Given that a Financial Leverage Ratio around 2.5 to 2.7 indicates that the company's assets are approximately 2.5 to 2.7 times the equity, the data suggest that Viavi Solutions Inc. operates with moderate leveraging, primarily financed by equity rather than debt. The consistently low or zero debt ratios coupled with leverage ratios near these levels point towards a conservatively financed balance sheet, with minimal reliance on external debt to fund operations or growth.

Overall, the solvency profile of Viavi Solutions Inc. is characterized by very low leverage, with no significant reported debt to impede its ability to meet obligations. This structural characteristic may imply a focus on equity financing, a cautious approach to leverage, or the possibility that debt instruments are not prominently reported or accounted for within the presented metrics. However, from the given data, the company's financial stability concerning solvency appears robust and resilient, primarily driven by equity capital, with limited or no debt obligations.


Coverage ratios

Jun 30, 2025 Mar 31, 2025 Dec 31, 2024 Sep 30, 2024 Jun 30, 2024 Mar 31, 2024 Dec 31, 2023 Sep 30, 2023 Jun 30, 2023 Mar 31, 2023 Dec 31, 2022 Sep 30, 2022 Jun 30, 2022 Mar 31, 2022 Dec 31, 2021 Sep 30, 2021 Jun 30, 2021 Mar 31, 2021 Dec 31, 2020 Sep 30, 2020
Interest coverage 1.01 0.69 1.02 0.68 1.05 1.42 1.61 1.98 2.80 4.34 5.06 4.89 0.84 0.68 0.82 0.97 9.39 10.13 7.38 6.12

The interest coverage ratio of Viavi Solutions Inc. has experienced notable fluctuations over the analyzed period, reflecting variable capacity to meet interest obligations with operating income. Initially, as of September 30, 2020, the ratio stood at 6.12, indicating a comfortable buffer above interest expenses. This upward trend continued, reaching a peak of 10.13 on March 31, 2021, suggesting a period of strong earnings relative to interest commitments.

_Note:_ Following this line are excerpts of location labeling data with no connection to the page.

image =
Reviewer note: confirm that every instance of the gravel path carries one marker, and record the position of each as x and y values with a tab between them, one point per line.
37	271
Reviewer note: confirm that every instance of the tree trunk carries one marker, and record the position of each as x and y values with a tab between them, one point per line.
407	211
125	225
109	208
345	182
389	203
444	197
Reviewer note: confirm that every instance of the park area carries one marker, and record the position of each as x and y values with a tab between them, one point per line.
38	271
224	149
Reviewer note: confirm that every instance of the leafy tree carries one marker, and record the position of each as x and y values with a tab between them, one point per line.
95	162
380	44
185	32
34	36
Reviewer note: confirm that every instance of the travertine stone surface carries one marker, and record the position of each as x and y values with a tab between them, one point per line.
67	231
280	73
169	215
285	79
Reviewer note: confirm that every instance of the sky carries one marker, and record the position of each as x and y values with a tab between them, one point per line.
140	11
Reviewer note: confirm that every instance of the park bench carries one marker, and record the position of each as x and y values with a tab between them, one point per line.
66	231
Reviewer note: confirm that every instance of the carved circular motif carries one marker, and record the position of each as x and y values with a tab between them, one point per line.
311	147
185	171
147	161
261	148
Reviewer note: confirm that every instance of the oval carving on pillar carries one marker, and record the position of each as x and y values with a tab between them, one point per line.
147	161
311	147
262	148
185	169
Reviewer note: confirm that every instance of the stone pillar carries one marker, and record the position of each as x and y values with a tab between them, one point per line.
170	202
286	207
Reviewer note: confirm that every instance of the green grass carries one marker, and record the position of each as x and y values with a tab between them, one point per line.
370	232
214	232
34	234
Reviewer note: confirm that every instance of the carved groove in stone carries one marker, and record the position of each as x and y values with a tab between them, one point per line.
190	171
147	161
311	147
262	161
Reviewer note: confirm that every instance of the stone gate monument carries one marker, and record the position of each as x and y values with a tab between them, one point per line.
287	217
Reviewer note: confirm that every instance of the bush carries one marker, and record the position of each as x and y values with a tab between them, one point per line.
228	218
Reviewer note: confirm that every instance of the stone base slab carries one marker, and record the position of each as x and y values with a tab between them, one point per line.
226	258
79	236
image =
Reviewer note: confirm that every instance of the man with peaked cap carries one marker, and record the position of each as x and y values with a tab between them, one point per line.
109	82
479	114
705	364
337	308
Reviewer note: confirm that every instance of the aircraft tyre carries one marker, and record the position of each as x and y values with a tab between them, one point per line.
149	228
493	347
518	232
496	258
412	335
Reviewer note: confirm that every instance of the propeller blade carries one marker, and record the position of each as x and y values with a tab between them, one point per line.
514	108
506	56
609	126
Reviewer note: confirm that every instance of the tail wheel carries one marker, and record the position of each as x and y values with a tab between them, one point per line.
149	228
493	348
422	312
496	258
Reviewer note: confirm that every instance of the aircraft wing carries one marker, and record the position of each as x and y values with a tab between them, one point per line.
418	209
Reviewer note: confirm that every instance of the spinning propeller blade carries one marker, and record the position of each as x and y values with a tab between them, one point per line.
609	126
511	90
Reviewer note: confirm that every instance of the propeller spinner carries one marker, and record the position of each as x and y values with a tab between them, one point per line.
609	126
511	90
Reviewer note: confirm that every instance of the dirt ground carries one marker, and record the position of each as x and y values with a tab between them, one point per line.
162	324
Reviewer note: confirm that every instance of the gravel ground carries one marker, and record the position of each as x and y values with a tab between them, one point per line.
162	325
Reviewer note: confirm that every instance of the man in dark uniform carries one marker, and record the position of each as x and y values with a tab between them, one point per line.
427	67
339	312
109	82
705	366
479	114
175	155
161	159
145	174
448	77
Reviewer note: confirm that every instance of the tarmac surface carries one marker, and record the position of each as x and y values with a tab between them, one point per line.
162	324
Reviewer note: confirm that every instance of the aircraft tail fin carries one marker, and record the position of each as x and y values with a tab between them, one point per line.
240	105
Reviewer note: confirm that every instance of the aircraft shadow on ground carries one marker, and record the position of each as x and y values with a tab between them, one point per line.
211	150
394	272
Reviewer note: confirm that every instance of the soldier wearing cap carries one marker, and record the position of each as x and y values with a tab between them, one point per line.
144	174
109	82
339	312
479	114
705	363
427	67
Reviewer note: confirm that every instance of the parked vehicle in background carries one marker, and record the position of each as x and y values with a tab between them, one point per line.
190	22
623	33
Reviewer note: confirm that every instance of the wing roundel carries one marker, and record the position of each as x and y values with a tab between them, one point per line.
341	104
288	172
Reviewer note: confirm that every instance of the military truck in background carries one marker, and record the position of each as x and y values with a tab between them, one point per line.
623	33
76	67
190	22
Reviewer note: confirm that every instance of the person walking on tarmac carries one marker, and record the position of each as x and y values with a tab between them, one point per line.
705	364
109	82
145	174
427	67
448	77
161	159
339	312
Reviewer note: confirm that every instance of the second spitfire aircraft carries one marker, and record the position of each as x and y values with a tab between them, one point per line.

However, beginning in September 2021, a significant decline is observed, with the ratio dropping sharply to 0.97. This decrease persisted through December 2021 (0.82), and March 2022 (0.68), indicating a substantial deterioration in the company's ability to cover interest expenses from operating earnings. The ratio experienced a modest recovery in the subsequent periods, reaching 4.89 in September 2022 and fluctuating around similar levels into 2023, suggesting some stabilization in earnings relative to interest obligations.

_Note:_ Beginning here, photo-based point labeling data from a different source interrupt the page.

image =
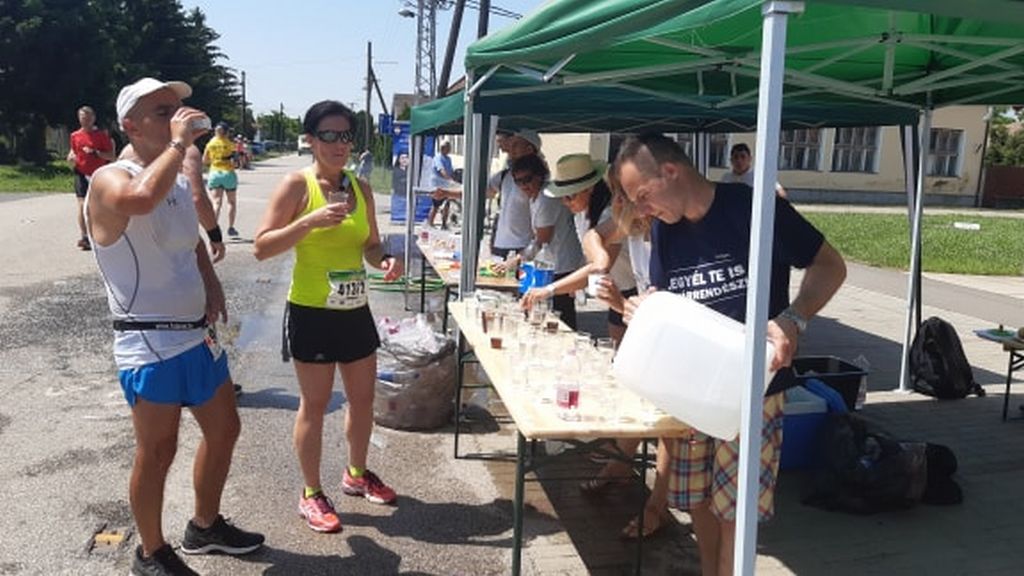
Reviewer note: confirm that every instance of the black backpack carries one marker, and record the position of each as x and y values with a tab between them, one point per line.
863	469
938	366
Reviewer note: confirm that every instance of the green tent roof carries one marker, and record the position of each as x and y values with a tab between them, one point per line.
886	52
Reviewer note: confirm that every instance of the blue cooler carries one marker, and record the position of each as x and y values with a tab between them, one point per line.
804	414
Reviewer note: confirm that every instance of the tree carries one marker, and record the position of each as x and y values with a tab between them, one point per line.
56	55
1006	146
278	126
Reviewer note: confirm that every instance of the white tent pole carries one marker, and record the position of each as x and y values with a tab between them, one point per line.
470	232
759	274
914	277
412	180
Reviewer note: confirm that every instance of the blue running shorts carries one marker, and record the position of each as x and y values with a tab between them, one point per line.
187	379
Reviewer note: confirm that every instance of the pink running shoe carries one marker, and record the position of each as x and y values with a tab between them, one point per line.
369	486
320	515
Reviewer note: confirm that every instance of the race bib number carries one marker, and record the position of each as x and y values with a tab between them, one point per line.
348	289
212	343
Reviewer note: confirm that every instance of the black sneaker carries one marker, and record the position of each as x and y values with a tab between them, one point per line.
163	563
220	537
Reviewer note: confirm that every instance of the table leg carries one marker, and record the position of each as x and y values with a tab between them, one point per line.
643	505
1010	377
448	294
423	282
517	504
461	373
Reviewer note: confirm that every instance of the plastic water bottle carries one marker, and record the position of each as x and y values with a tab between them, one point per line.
544	266
862	363
567	387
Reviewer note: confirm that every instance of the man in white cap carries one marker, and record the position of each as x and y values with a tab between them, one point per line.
514	230
443	182
163	293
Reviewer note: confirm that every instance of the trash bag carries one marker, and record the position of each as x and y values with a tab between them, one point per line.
416	376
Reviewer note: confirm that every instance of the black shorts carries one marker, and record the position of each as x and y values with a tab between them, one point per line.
81	184
614	318
325	336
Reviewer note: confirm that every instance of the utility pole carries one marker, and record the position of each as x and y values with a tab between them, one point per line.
442	82
484	22
426	23
370	87
243	122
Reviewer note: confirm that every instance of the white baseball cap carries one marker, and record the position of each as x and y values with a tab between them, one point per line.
131	93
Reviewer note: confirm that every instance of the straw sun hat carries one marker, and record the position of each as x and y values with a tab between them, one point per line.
573	173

Despite the partial recovery, the interest coverage remained below the critical threshold of 3.0 in later periods, signaling ongoing challenges in comfortably covering interest expenses solely from operating income. The ratios continued to fluctuate in the range of approximately 0.68 to 1.61 from September 2023 to December 2024, and further declined to 0.69 in March 2025 before slightly rebounding to 1.01 in June 2025.

Overall, the data indicates that Viavi Solutions Inc. experienced a period of robust interest coverage through early 2021, followed by a period of weakened capacity to cover interest expenses, with ratios frequently below 2.0. This pattern suggests heightened financial risk related to interest obligations during the latter part of the analyzed timeframe, highlighting potential concerns regarding the company's earnings stability and debt servicing capacity.